983 F2d 1087 Petty v. Merit Systems Protection Board

983 F.2d 1087

Ben PETTY, Jr., Petitioner,
v.
MERIT SYSTEMS PROTECTION BOARD, Respondent.

No. 92-3476.

United States Court of Appeals, Federal Circuit.

Nov. 12, 1992.

NOTICE: Federal Circuit Local Rule 47.8(b) states that opinions and orders which are designated as not citable as precedent shall not be employed or cited as precedent. This does not preclude assertion of issues of claim preclusion, issue preclusion, judicial estoppel, law of the case or the like based on a decision of the Court rendered in a nonprecedential opinion or order.
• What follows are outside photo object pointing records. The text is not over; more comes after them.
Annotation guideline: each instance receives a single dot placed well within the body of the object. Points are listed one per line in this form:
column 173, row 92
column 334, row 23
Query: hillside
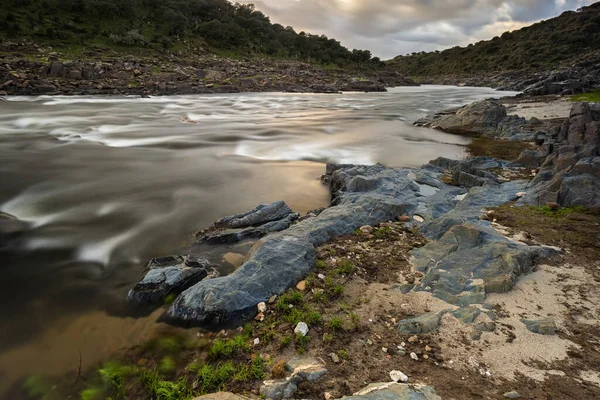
column 541, row 46
column 176, row 26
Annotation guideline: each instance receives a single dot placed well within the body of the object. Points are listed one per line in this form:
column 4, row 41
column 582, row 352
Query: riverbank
column 468, row 292
column 28, row 69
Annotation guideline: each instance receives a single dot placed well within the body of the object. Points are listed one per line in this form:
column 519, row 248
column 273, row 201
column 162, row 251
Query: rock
column 335, row 358
column 306, row 368
column 398, row 376
column 230, row 236
column 279, row 389
column 301, row 329
column 544, row 326
column 167, row 276
column 512, row 395
column 367, row 229
column 425, row 323
column 487, row 117
column 262, row 307
column 220, row 396
column 394, row 391
column 257, row 216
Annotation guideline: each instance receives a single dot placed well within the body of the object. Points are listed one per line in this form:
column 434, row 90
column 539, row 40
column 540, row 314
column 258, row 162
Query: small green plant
column 36, row 386
column 170, row 298
column 336, row 324
column 166, row 365
column 382, row 232
column 170, row 344
column 346, row 268
column 113, row 377
column 314, row 317
column 337, row 290
column 354, row 318
column 92, row 393
column 320, row 296
column 302, row 343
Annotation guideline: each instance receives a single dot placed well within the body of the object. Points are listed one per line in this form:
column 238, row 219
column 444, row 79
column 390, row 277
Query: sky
column 395, row 27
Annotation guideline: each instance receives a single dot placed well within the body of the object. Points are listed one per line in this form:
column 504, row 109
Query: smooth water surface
column 106, row 182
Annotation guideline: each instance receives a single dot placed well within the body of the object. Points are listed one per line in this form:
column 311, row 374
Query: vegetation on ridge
column 177, row 25
column 542, row 45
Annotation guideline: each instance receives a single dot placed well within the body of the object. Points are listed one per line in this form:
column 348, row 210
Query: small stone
column 301, row 329
column 262, row 307
column 335, row 358
column 398, row 376
column 512, row 395
column 367, row 229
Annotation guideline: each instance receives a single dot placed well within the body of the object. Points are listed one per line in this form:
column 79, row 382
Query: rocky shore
column 425, row 248
column 572, row 78
column 27, row 69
Before PAULINE NEWMAN, MICHEL and CLEVENGER, Circuit Judges.

PER CURIAM.

1

Ben Petty, Jr., appeals from a decision of the Merit Systems Protection Board, Docket No. SL0752920164I-1, that his claim of discrimination is barred by the doctrine of res judicata. We affirm the decision of the Board.

DISCUSSION

2

Petitioner was removed from his position of City Letter Carrier by the United States Postal Service on December 28, 1990. He timely appealed the decision of the Postal Service to the Merit Systems Protection Board. The Administrative Judge affirmed the agency's action in an Initial Decision dated April 26, 1991. At that time Mr. Petty was notified that the Initial Decision would become the final decision of the Board unless he filed a petition for review by May 31, 1991. Petitioner failed to request review by that time.

3

On December 30, 1991, Petitioner filed a second appeal with the Board challenging the same removal action that was the subject of the first appeal and asserting that his discrimination claim had not been addressed in the first appeal. The Administrative Judge, reviewing the prior appeal, found that the discrimination claim had been addressed and, in an Initial Decision dated February 25, 1992, dismissed the appeal as res judicata. On June 3, 1992, the Board denied Mr. Petty's petition for review of the Initial Decision. He then petitioned this Court for review.

4

Res judicata, Latin for "the thing has been decided", developed in the law to prevent the re-litigation of an issue or claim that has already had its day in court. By affording a claimant only one opportunity to obtain redress, the doctrine conserves the resources of the judicial system and prevents the defendant from being harassed by repeated lawsuits asserting the same claim. Although this Court does not review discrimination claims on the merits, res judicata is a threshold question which we will decide. See, e.g., Hill v. Department of the Air Force, 796 F.2d 1469 (Fed.Cir.1986).

5

The Initial Decision of April 26, 1991, shows that Mr. Petty raised the issue of discrimination in his first appeal, and that the Administrative Judge found that he had failed to prove his case. Having failed to timely seek further review of that decision, it can not now be challenged. Nor can Mr. Petty's discrimination claims be litigated anew before the Board.